Xicong Shen,Yang Liu,Huiqi Liu,Jue Hong,Bing Duan,Zirui Huang,Yunlong Mao,Ye Wu,Di Wu
DOI: https://doi.org/10.48550/arXiv.2312.15603
2023-12-25
Abstract:Fine-tuning is a prominent technique to adapt a pre-trained language model to downstream scenarios. In parameter-efficient fine-tuning, only a small subset of modules are trained over the downstream datasets, while leaving the rest of the pre-trained model frozen to save computation resources. In recent years, a popular productization form arises as Model-as-a-Service (MaaS), in which vendors provide abundant pre-trained language models, server resources and core functions, and customers can fine-tune, deploy and invoke their customized model by accessing the one-stop MaaS with their own private dataset. In this paper, we identify the model and data privacy leakage risks in MaaS fine-tuning, and propose a Split-and-Privatize (SAP) framework, which manage to mitigate the privacy issues by adapting the existing split learning architecture. The proposed SAP framework is sufficiently investigated by experiments, and the results indicate that it can enhance the empirical privacy by 62% at the cost of 1% model performance degradation on the Stanford Sentiment Treebank dataset.
Computation and Language
What problem does this paper attempt to address?

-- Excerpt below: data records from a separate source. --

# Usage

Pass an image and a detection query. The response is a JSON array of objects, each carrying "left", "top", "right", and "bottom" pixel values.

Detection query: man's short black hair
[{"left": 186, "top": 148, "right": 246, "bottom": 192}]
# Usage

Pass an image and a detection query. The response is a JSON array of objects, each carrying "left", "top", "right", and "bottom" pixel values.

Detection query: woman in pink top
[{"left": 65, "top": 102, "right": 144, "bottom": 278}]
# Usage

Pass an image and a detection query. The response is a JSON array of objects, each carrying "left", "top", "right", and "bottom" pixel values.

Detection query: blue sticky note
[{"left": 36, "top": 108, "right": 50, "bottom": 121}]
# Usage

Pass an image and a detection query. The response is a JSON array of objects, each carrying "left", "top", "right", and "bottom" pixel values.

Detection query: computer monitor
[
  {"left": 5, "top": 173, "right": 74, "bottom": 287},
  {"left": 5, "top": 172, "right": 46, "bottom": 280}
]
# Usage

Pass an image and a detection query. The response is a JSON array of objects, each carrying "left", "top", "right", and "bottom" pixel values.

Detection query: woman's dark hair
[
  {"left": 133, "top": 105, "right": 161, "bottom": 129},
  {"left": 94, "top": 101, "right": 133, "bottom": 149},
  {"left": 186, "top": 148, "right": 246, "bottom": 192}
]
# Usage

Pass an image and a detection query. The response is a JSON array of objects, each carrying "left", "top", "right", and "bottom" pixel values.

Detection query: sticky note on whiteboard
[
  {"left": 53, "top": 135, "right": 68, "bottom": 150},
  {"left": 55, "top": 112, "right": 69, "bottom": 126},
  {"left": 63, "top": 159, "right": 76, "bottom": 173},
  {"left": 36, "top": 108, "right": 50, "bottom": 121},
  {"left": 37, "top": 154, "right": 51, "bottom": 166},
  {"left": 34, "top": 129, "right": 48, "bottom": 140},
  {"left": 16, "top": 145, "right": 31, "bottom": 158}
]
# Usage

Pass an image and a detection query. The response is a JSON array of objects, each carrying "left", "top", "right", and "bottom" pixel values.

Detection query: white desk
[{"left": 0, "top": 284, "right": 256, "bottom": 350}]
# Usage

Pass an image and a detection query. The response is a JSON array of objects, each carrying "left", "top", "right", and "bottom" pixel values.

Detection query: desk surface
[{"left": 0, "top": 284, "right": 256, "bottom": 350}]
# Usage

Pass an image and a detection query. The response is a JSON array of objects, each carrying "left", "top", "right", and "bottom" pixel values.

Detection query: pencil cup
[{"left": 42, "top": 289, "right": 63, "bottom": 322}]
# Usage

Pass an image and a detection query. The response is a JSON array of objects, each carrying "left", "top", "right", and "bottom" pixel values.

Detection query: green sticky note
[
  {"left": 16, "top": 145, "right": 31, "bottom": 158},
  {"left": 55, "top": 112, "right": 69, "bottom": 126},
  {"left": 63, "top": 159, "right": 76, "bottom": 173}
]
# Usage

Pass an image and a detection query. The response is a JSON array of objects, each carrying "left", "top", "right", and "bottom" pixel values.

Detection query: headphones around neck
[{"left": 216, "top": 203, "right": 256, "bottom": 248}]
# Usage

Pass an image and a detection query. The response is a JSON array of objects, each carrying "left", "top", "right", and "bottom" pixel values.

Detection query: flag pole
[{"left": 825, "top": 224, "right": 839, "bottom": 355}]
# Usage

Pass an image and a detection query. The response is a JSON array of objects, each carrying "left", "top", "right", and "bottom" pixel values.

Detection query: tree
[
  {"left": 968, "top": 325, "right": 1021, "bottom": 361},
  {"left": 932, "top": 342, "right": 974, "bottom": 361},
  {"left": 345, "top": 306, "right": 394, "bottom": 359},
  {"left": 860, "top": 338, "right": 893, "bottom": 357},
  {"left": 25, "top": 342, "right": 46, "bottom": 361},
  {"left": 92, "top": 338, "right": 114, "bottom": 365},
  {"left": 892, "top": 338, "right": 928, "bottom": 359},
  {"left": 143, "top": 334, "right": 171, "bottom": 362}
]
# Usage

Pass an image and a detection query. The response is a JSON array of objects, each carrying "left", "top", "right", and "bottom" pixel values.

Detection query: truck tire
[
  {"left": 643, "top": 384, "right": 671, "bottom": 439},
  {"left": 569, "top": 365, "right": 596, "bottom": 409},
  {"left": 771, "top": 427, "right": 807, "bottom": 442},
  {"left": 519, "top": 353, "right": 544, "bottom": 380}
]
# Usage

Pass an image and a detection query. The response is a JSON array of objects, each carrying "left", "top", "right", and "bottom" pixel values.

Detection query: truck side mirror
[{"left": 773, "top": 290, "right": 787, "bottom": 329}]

### Problems the paper attempts to solve This paper aims to solve the problems of data and model privacy leakage when fine - tuning large - scale language models in the Model - as - a - Service (MaaS) scenario. Specifically: 1. **Model privacy**: Pretrained language models (PLMs) usually contain millions or even billions of parameters, which are regarded as the proprietary assets of vendors and cannot be made public. Therefore, customers cannot directly access the complete model weights. 2. **Data privacy**: Customers' text data usually contains sensitive information, such as identity and asset information. If the raw data or representations are directly transmitted to the vendor, it may lead to serious privacy leakage. 3. **Balance between privacy protection and performance**: Although existing privacy - protection methods (such as differential privacy) can protect data privacy, they often reduce the performance of the model on downstream tasks. Therefore, a method that can protect privacy and maintain model performance is required. To solve the above problems, the authors propose a Split - and - Privatize (SAP) framework based on the existing split - learning architecture. The SAP framework alleviates the privacy leakage problem by splitting the model and applying privacy - protection mechanisms, and optimizes the trade - off between privacy and utility through the Contribution Token Identification (CTI) method. Experimental results show that the SAP framework can maintain high model performance while protecting model and data privacy.